Weiterlesen:Schnelltest-Shopping: Osnabrück erhält positive Antwort aus Hannover

Kultur und Fitnessstudios werden nicht einbezogen

Eigentlich können in den Modellprojekten nicht nur Handel und Außengastronomie sondern auch kulturelle Einrichtungen und Fitnessstudios einbezogen werden. So steht es in der Landesverordnung. Doch so weit werde die Stadt im Falle eines positiven Bescheids nicht gehen, sagt Meyering. "Wir haben einen innerstädtischen Bereich definiert, in dem der Einzelhandel öffnen soll. Kulturelle Einrichtungen oder auch Fitnessstudios können wir leider vorerst nicht berücksichtigen. Geplant ist auch Außengastronomie zu erlauben, Innengastronomie schließen wir allerdings aus." Man wollen stufenweise vorgehen. "Deshalb konzentrieren wir uns erstmal auf Einzelhandel und Außengastronomie", berichtet der Sprecher. In der Gastronomie unter freiem Himmel wäre eine Platzbelegung von maximal 50 Prozent erlaubt. Die Grenzen des Bereichs für das Modellprojekt seien noch nicht abschließend festgelegt.

Inzidenz in Stadt liegt nahe der kritischen Grenze

Doch für die Auswahl der Kommunen macht das Land eine Einschränkung: "Modellprojekte sind nur zulässig, wenn im jeweiligen Landkreis oder der jeweiligen kreisfreien Stadt zu Beginn des Modellprojekts die 7-Tage-Inzidenz nicht mehr als 200 beträgt", heißt es in der Corona-Verordnung.
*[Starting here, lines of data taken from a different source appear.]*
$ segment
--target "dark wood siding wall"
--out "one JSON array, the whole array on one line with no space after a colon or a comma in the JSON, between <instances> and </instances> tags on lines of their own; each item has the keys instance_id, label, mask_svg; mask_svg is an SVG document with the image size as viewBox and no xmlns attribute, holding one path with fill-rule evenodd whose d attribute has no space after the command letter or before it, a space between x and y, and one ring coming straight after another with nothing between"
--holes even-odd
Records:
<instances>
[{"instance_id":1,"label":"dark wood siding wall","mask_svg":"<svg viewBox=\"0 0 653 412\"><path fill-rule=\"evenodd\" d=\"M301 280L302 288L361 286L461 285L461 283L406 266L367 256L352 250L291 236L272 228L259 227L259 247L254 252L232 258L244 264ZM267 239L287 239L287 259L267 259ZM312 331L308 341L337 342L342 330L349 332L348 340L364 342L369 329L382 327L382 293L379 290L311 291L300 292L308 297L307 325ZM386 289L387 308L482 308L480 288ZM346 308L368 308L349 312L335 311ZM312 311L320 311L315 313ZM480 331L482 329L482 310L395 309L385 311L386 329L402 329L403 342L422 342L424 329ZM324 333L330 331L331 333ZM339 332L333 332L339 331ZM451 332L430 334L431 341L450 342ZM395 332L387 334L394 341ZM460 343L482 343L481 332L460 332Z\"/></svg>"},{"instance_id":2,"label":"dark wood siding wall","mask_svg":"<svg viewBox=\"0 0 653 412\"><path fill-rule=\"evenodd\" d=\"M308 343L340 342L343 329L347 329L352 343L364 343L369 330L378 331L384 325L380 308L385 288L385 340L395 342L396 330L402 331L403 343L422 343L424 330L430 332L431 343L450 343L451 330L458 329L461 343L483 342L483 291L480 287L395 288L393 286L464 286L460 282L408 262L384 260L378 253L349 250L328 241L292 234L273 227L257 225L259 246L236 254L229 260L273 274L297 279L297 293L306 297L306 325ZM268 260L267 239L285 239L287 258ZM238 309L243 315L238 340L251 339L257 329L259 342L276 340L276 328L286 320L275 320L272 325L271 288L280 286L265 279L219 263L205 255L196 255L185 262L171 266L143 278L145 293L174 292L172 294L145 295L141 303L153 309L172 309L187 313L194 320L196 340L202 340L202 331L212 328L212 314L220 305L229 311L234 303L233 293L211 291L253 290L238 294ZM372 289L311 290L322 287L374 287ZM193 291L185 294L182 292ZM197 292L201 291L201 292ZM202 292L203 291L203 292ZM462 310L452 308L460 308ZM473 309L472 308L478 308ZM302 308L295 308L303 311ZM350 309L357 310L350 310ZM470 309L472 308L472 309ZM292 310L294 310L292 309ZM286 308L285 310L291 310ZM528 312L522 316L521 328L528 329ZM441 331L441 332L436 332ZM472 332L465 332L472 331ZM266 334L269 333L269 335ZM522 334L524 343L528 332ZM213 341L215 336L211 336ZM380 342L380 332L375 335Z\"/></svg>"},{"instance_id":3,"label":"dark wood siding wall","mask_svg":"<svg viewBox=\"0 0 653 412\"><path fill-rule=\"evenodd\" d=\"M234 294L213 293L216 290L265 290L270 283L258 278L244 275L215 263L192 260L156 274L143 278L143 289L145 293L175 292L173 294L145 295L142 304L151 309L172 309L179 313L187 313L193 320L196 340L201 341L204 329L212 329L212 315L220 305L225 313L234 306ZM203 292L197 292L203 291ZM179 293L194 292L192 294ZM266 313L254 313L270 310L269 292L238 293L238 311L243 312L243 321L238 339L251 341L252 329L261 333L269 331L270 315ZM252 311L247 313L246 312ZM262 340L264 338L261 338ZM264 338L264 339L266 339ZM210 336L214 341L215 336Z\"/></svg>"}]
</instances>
Das bedeutet: Die Inzidenz für Osnabrück darf in den kommenden Tagen nicht steigen. Sonst wäre die Stadt aus dem Rennen für die Entscheidung. Alle Kommunen, in denen der Wert über 200 liegt, wären automatisch aus der Bewerberliste raus, bestätigt das Gesundheitsministerium. Am Mittwoch lag die 7-Tage-Inzidenz in der Stadt bei 192,4. Am Dienstag hatte der Wert mit 201,5 die kritische Grenze überschritten – und das nicht zum ersten Mal innerhalb der vergangenen Woche.

Bei Auswahl: Starttermin ist noch unklar

Sollte es aus Hannover einen positiven Bescheid geben, müssten sich Beteiligte und Kunden dennoch ein wenig bis zum Start gedulden. "Anfang der Woche wird beraten, wann eine Öffnung realistisch erscheint. Klar ist, dass alle Beteiligten eine gewisse Vorlaufzeit benötigen", heißt es in einer Mitteilung der Stadt. "Die genauen Voraussetzungen, den Starttermin des Modellversuchs, die teilnehmenden Geschäfte und Gastronomiebetriebe, die Standorte der Teststationen und die Begrenzung des Innenstadtbereichs gibt die Stadt unter der Voraussetzung eines positiven Bescheids aus Hannover in der nächsten Woche bekannt."